A chemist in Syracuse University’s College of Arts and Sciences has been awarded a major grant extension, enabling him to continue studying a rare genetic disorder known as Prader-Willi Syndrome (PWS).
James Hougland, assistant professor of chemistry, has received an additional $76,000 from the Foundation for Prader-Willi Research to build on his previous study of insatiable hunger associated with PWS. He plans to use the extension to investigate biochemical signaling in hunger, in hopes of finding a treatment for PWS.
Hougland says that people afflicted with PWS know all too well the intense desire to eat, independent of how much food they consume. “You know what it’s like to have an itch in the middle of your back that you can’t scratch?” he asks. “Imagine that’s hunger. Even if they eat enough, PWS patients still feel hungry.”
Insatiable hunger in PWS is of particular concern to Hougland because it can lead to morbid obesity. In fact, cardiovascular conditions resulting from obesity have been a source of PWS-associated mortality.

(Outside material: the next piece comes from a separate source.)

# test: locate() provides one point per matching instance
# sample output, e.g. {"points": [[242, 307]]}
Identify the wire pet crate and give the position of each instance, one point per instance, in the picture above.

The Hougland Lab focuses on the biochemical pathway underlying hunger signaling. Much of their work involves the “hunger hormone” ghrelin, which is produced by cells in the gastrointestinal tract. Ghrelin then enters the bloodstream and is transported to the hypothalamus in the brain, where it signals hunger. Only when one eats do ghrelin levels drop, thus turning off the impulse to consume more.
With PWS, insatiable hunger results when ghrelin signaling has gone awry: Levels remain high and don’t cycle down, after eating. One way to tackle this problem, Hougland says, is to stop the manufacture of the mature ghrelin protein.
This is done with an enzyme called ghrelin O-acyltransferase (GOAT). Before ghrelin can tell the brain it is hungry, GOAT tacks on a fatty acid chain to the signaling molecule. Hougland is using his grant award, as well as its extension, to figure out how to inhibit GOAT from adding this fatty acid.
“Because PWS is a genetic syndrome, you can’t cure it, but you can certainly treat the symptoms,” he says. “Even if PWS patients are overproducing ghrelin, we can try to block the enzyme that activates ghrelin. This will cause them to pump out an inactive form of it to blunt the hunger signal.”